I put together a ‘lie detector’ testing for galvanic skin response.

I didn’t work.  I tested various obvious different ideas, such as looking at variances from a sliding window mean etc, but didn’t get anywhere.

It does light up if I hyperventilate though, which is er, useful?  It is also, interestingly, lights up when my daughter uses it and shouts out swear words, which she finds highly amusing.  I think it’s just detecting her jerking her hand around though.  She doesn’t exactly sit still.


I used an op-amp to magnify the signal 200 times analogue-y (er, as opposed to digitally..), but I now wonder if I could use a high resolution (e.g. 40bit) digital to analog converter directly, and do more processing in software.

Perhaps even use a neural network to train to train it to detect lies.

I did order a 40bit AD evaluation board from TI, but haven’t had the chance to actually use it yet.


Electronics for children

I’ve been trying to introduce my daughter, 6 years old, to electronics.  I started her on the Velleman MK100 Electronic Christmas Tree which went fairly smoothly.

Then we progressed to a Velleman MK127 Microbug which was a lot more difficult.

The problem with these kits is that beginners will make mistakes that will be unable to recover from.  Not only that, but they don’t explain how they work so you can’t debug them or understand what you are doing.

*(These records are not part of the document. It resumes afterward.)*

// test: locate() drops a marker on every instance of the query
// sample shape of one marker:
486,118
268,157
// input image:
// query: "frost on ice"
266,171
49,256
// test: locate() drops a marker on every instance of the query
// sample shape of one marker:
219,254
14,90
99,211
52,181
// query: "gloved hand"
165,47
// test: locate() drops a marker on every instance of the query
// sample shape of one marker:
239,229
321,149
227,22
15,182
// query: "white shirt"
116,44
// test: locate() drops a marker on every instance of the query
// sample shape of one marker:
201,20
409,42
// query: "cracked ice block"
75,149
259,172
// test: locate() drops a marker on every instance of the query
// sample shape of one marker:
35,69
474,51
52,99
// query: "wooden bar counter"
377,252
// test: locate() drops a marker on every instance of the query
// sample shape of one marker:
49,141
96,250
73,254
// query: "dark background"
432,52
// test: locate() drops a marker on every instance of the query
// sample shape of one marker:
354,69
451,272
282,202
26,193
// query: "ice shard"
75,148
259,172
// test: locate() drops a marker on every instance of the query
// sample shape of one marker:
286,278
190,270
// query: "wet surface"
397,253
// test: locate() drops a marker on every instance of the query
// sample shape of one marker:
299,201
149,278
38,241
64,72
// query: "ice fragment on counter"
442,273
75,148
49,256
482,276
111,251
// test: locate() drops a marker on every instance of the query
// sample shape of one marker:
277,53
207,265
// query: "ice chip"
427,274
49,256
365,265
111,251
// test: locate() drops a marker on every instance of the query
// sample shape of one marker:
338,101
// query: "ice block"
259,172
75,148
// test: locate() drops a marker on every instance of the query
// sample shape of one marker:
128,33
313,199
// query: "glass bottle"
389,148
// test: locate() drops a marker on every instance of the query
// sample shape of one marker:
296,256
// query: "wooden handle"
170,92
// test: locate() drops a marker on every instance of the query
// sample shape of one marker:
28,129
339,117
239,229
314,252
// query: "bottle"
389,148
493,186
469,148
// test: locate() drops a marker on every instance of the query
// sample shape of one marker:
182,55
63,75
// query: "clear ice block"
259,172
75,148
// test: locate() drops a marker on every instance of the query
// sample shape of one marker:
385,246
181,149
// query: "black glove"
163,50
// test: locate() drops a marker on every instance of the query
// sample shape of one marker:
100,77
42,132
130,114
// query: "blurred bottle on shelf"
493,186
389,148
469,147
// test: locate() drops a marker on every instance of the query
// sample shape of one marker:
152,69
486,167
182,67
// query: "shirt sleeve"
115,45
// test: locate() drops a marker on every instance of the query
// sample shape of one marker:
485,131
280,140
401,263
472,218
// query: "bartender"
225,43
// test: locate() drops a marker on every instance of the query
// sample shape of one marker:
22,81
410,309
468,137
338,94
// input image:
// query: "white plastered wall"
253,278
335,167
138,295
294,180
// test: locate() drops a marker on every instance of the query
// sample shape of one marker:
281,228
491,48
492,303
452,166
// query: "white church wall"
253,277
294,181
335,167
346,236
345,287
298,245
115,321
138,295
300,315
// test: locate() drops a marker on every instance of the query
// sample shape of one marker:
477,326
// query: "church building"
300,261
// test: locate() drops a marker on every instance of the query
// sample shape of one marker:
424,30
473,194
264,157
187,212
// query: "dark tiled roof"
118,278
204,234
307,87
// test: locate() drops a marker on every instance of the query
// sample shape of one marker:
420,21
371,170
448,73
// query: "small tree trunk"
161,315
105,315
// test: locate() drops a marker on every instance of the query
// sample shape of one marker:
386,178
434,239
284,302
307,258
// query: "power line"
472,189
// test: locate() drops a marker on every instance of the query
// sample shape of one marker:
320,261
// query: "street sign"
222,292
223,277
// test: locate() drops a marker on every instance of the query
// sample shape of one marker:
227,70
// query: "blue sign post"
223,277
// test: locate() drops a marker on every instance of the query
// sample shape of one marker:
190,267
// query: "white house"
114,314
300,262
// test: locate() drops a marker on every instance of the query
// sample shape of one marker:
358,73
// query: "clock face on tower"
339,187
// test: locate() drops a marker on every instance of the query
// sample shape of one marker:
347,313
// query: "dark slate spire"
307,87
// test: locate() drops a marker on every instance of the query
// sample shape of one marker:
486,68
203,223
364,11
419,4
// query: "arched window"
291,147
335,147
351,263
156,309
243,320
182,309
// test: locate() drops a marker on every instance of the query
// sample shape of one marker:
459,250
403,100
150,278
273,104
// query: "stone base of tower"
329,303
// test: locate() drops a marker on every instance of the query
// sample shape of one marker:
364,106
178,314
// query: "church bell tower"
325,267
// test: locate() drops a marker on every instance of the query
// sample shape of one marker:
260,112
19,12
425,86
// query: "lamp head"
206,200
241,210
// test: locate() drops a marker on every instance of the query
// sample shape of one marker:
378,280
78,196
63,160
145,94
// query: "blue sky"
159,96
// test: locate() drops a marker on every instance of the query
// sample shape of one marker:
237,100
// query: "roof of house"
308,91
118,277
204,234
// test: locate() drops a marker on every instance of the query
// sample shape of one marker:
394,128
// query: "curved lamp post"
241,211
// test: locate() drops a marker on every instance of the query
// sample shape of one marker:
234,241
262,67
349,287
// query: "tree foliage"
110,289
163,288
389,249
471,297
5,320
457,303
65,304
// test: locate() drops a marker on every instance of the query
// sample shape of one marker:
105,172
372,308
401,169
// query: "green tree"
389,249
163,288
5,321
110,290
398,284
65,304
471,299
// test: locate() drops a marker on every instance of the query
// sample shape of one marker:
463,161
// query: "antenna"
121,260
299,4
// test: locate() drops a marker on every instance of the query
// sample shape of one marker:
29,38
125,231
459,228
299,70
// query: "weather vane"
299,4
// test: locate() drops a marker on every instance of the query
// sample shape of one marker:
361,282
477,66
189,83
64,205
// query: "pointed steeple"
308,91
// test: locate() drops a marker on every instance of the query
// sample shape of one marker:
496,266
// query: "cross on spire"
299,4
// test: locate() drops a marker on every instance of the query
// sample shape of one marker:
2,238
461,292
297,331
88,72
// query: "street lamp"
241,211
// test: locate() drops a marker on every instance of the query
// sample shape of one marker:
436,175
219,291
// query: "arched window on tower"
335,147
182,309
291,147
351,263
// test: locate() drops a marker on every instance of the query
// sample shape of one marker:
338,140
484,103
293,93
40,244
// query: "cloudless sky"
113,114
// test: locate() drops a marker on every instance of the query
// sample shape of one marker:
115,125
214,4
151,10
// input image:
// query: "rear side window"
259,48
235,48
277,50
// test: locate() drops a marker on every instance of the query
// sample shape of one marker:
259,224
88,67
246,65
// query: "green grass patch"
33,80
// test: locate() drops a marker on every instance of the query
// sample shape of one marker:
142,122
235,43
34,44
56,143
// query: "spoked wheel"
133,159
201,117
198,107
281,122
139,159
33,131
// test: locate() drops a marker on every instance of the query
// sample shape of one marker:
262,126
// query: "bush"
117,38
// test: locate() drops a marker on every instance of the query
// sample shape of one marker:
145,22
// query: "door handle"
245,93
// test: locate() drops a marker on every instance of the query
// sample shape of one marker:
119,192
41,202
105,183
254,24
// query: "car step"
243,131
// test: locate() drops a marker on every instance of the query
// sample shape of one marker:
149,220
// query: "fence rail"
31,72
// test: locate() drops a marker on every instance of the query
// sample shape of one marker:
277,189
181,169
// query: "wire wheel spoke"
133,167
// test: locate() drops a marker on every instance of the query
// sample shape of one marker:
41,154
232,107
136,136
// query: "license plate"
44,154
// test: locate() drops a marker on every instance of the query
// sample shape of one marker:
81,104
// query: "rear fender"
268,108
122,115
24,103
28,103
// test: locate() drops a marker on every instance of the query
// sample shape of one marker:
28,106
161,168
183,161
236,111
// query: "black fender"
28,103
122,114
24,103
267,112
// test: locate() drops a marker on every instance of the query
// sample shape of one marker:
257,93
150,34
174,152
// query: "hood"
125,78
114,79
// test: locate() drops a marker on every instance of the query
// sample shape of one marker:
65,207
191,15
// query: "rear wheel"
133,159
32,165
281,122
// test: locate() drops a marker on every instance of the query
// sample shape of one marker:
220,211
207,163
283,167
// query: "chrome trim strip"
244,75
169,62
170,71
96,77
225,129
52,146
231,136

On top of that, the bots can be outright hackish – for example, requiring you to scrap the edge of the motors, and then solder the chasis of the motor directly to the board at an angle!   And this is even more difficult than it sounds, since the motor is highly magnetic and so requires a steady strong hand to keep the soldering iron still.

This was the result:

Notice the four wires from the motor. This was because we put the motors in the wrong way around, despite following the instructions. So I had to reverse the motors. This sort of repair is probably beyond a child. But worse:

Notice the yellow and white wires? This is another repair job after finding that the light sensitive resistor had broken the bottom of the board and was not making a proper connection. Pretty much impossible to detect this for a novice or if you didn’t have a voltmeter.

I’m not sure what the solution is. In the past I’ve used various non-soldering electronics kits, but they all have their own disadvantages.


Self Balancing Robot

This was my first electronics project – a simple self-balancing robot.

The wheels and chassis are from a toy truck.  Onto that I salotaped a breadboard with two Light-Dependant-Resistors, attached in series.  On one end I feed 5V, on the other end, ground.  This gives a voltage divider.  And in the middle I connect that to a resistor and a capacitor in parallel.  This gives me a Proportional Derivative signal (out of a PID controller).

This means that we can read off the current ratio of brightness that the two LDRs see, then add on to that signal the rate at which they are changing.  This helps prevent driving the motors too fast when we already moving rapidly towards the balancing point.

We then read this analog voltage on the Arduino, and use it to control the direction of the motors.

There is a huge amount of gear slop which is why it can only barely balance.